If you have appendicitis, your appendix usually needs to be removed as soon as possible. This operation is known as an appendectomy or appendicectomy.
Surgery is usually also recommended if there's a chance you have appendicitis but it's not been possible to make a clear diagnosis.
This is because it's considered safer to remove the appendix than run the risk of the appendix bursting.
In humans, the appendix doesn't perform any important function and having it removed doesn't cause any long-term problems.
Appendectomies are carried out under general anaesthetic using either a keyhole or open technique.
Keyhole surgery (laparoscopy) is usually the preferred method of removing the appendix because the recovery tends to be quicker than with open surgery.
This operation involves making three or four small cuts (incisions) in your tummy (abdomen). Special instruments are then inserted, including:
- a tube that gas is pumped through to inflate your abdomen – this allows the surgeon to see your appendix more clearly and gives them more room to work
- a laparoscope – a small tube containing a light source and a camera, which relays images of the inside of the abdomen to a television monitor
- small surgical tools used to remove the appendix
Once the appendix has been removed, the incisions will usually be closed with dissolvable stitches. Regular stitches may also be used, which need to be removed at your GP surgery 7 to 10 days later.
In some circumstances, keyhole surgery isn't recommended and open surgery is performed instead. These include:
- when the appendix has already burst and formed a lump called an appendix mass
- when the surgeon isn't very experienced in laparoscopic removal
- people who have previously had open abdominal surgery
In these cases, the operation involves making a single larger cut in the lower right-hand side of your abdomen to remove the appendix.
When there's widespread peritonitis – infection of the inner lining of the abdomen – it's sometimes necessary to operate through a long cut along the middle of the abdomen in a procedure called a laparotomy.
As with keyhole surgery, the incision is closed using either dissolvable stitches or regular stitches that need to be removed at a later date.
After both types of surgery, the removed appendix is routinely sent to a laboratory to check there are no signs of cancer. This is a precautionary measure, although it's rare for a serious problem to be found.

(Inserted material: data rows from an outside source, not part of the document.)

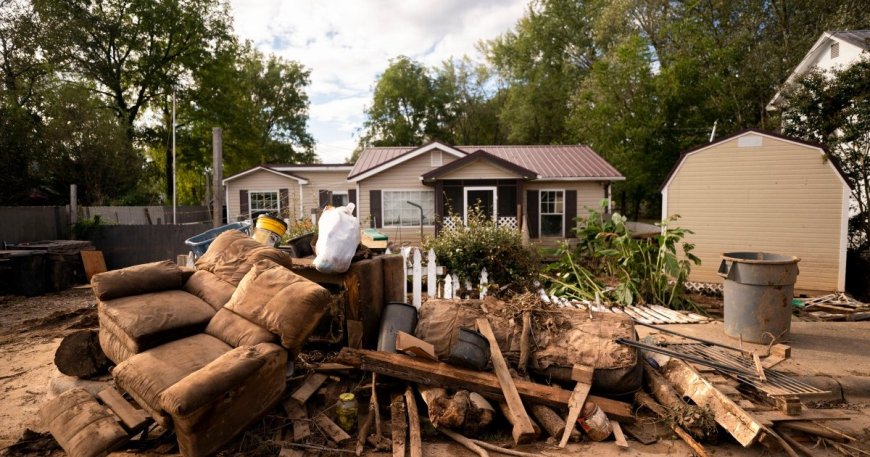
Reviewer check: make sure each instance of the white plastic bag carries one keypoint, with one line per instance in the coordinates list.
(337, 239)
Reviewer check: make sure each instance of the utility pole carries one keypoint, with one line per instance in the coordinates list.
(174, 174)
(217, 175)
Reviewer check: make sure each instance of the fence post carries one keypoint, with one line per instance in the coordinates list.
(418, 279)
(484, 280)
(432, 279)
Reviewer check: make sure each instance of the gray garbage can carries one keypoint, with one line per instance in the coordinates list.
(759, 288)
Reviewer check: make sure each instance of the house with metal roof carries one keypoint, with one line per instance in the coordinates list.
(833, 50)
(401, 189)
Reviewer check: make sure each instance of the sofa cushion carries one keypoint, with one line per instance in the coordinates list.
(146, 375)
(139, 279)
(283, 302)
(147, 320)
(210, 289)
(237, 331)
(232, 254)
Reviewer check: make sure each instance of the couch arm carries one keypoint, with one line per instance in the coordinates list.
(222, 375)
(136, 280)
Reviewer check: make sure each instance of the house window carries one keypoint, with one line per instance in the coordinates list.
(340, 199)
(552, 212)
(398, 213)
(264, 203)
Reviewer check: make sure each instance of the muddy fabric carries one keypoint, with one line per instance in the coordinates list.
(148, 374)
(581, 340)
(232, 254)
(208, 429)
(210, 383)
(281, 301)
(439, 321)
(80, 425)
(139, 279)
(210, 289)
(237, 331)
(147, 320)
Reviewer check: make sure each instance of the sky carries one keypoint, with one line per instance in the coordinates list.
(346, 44)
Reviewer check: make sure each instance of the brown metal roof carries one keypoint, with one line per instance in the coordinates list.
(557, 161)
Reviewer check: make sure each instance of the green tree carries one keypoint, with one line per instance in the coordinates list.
(835, 110)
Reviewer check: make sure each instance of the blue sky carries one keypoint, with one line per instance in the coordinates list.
(346, 44)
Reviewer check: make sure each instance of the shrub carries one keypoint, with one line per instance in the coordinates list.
(609, 264)
(481, 243)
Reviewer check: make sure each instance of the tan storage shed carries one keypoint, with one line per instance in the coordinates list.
(759, 191)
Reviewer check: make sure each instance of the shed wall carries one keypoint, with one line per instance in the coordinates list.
(779, 197)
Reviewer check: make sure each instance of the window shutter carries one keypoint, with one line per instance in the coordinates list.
(570, 213)
(243, 204)
(532, 211)
(284, 199)
(351, 197)
(375, 211)
(325, 198)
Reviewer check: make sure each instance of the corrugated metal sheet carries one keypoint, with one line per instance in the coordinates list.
(565, 161)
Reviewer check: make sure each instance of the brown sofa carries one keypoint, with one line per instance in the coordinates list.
(206, 351)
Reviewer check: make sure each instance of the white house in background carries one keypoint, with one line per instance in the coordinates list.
(832, 51)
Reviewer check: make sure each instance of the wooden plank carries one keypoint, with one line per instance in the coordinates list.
(399, 424)
(312, 383)
(93, 263)
(332, 429)
(132, 418)
(296, 412)
(410, 344)
(523, 431)
(429, 373)
(415, 442)
(583, 376)
(741, 425)
(618, 436)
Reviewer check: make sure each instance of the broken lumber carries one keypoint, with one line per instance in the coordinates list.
(552, 423)
(644, 400)
(409, 344)
(440, 374)
(687, 382)
(399, 423)
(522, 431)
(583, 376)
(413, 423)
(330, 428)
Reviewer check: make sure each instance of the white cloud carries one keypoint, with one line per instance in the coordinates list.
(346, 44)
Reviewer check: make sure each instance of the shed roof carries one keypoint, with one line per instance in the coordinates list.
(831, 159)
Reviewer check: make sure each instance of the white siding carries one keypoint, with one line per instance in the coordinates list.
(780, 197)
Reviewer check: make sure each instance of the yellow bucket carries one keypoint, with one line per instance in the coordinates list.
(269, 230)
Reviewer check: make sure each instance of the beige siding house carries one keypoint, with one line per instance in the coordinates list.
(541, 189)
(758, 191)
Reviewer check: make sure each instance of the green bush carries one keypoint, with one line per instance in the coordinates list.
(466, 250)
(609, 265)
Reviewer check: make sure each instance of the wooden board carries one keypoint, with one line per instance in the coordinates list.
(93, 263)
(429, 373)
(132, 418)
(523, 431)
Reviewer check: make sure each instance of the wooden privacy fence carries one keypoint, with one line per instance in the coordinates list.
(439, 283)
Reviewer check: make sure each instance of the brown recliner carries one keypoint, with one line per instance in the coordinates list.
(207, 373)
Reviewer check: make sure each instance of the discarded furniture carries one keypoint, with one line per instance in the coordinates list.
(202, 351)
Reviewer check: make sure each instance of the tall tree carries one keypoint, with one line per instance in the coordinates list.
(834, 109)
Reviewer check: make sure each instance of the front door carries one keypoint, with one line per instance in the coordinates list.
(484, 197)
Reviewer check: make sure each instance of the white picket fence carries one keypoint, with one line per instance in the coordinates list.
(439, 283)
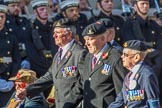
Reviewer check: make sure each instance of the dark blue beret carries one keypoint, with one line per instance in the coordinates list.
(64, 22)
(94, 29)
(135, 45)
(107, 22)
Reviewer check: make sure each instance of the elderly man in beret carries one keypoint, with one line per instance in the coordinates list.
(70, 10)
(9, 58)
(23, 78)
(140, 87)
(63, 73)
(102, 78)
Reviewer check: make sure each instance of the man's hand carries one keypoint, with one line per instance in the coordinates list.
(13, 103)
(21, 94)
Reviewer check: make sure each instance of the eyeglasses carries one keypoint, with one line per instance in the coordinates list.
(128, 55)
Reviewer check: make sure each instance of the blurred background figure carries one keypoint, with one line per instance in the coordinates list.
(70, 10)
(9, 58)
(106, 7)
(24, 78)
(16, 25)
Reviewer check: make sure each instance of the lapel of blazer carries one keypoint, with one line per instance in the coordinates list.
(100, 62)
(65, 58)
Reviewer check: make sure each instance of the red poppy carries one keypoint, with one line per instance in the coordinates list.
(51, 100)
(104, 55)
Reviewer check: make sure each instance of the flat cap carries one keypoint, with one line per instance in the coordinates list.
(94, 29)
(135, 45)
(107, 22)
(25, 75)
(11, 1)
(3, 8)
(38, 3)
(69, 3)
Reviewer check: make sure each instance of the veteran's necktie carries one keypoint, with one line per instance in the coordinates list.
(128, 79)
(94, 59)
(59, 55)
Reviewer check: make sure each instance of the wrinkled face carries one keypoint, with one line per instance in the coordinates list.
(14, 9)
(2, 19)
(20, 85)
(72, 13)
(128, 58)
(94, 44)
(142, 7)
(61, 36)
(42, 12)
(107, 5)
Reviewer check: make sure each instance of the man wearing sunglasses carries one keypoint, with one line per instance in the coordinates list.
(140, 87)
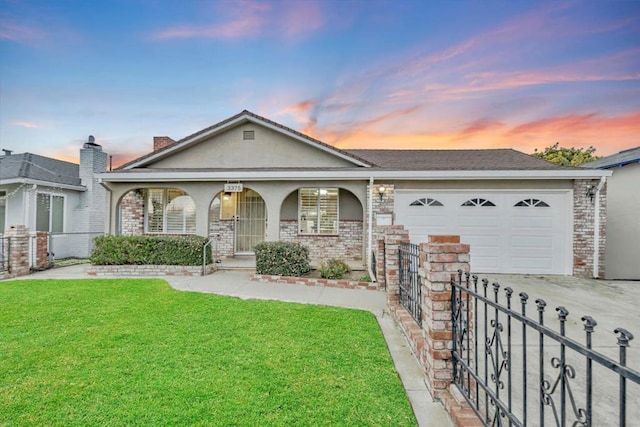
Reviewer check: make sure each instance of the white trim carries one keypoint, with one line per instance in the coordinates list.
(64, 210)
(365, 174)
(568, 249)
(43, 183)
(233, 123)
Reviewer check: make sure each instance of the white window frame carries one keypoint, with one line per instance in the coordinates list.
(318, 229)
(165, 205)
(64, 210)
(3, 202)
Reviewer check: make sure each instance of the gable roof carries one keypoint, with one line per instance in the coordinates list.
(478, 160)
(619, 159)
(240, 118)
(28, 166)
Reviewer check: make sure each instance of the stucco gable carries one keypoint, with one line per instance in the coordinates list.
(228, 144)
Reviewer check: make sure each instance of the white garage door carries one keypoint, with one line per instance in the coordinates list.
(509, 232)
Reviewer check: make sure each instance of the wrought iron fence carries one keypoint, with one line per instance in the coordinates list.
(4, 254)
(514, 370)
(410, 284)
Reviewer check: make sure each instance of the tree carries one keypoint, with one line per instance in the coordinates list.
(567, 156)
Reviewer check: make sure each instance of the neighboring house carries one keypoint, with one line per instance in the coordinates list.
(249, 179)
(623, 214)
(54, 196)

One of the main advantages of keyhole surgery is the recovery time tends to be short and most people can leave hospital a few days after the operation.
If the appendix is operated upon promptly, most patients can go home within 24 hours. With open or complicated surgery – for example, if you have peritonitis – it may take up to a week before you're well enough to go home.
For the first few days after the operation you're likely to experience some pain and bruising. This improves over time, but you can take painkillers if necessary.
If you had keyhole surgery, you may experience pain in the tip of your shoulder for about a week. This is caused by the gas that was pumped into the abdomen during the operation.
You may also experience some short-term constipation. You can help reduce this by not taking codeine painkillers, eating plenty of fibre, and staying well hydrated. Your GP can prescribe medication if the problem is particularly troublesome.
Before leaving hospital, you'll be advised about caring for your wound and what activities you should avoid.
In most cases, you can return to normal activities in a couple of weeks, although more strenuous activities may need to be avoided for four to six weeks after open surgery.
When to seek medical advice
While you recover, it's important to keep an eye out for signs of any problems.
Contact the hospital unit where the appendectomy was performed or your GP for advice if you notice:
- increasing pain and swelling
- you start vomiting repeatedly
- a high temperature (fever)
- any discharge coming from the wound
- the wound is hot to touch
These symptoms could be a sign of infection.
Appendectomies are one of the most commonly performed operations in the UK, and serious or long-term complications are rare.
However, like all types of surgery, there are some risks. These include:
- wound infection – although antibiotics may be given before, during, or after the operation to minimise the risk of serious infections
- bleeding under the skin that causes a firm swelling (haematoma) – this usually gets better on its own, but you should see your GP if you're concerned
- scarring – both surgical techniques will leave some scarring where the incisions were made
- a collection of pus (abscess) – in rare cases, an infection caused by the appendix bursting can lead to an abscess after surgery
- hernia – at the site of the open incision or any of the incisions used in the laparoscopic approach
The use of general anaesthetic also carries some risks, such as the risk of an allergic reaction or inhaling stomach contents, leading to pneumonia. However, serious complications like this are very rare.
Alternatives to emergency surgery
In some cases, appendicitis can lead to the development of a lump on the appendix called an appendix mass.
This lump, consisting of appendix and fatty tissue, is an attempt by the body to deal with the problem and heal itself.
If an appendix mass is found during an examination, your doctors may decide it's not necessary to operate immediately.
Instead, you'll be given a course of antibiotics and an appointment will be made for an appendectomy a few weeks later, when the mass has settled.
Another possible alternative to immediate surgery is the use of antibiotics to treat appendicitis.
However, studies have looked into whether antibiotics could be an alternative to surgery and as yet there isn't enough clear evidence to suggest this is the case.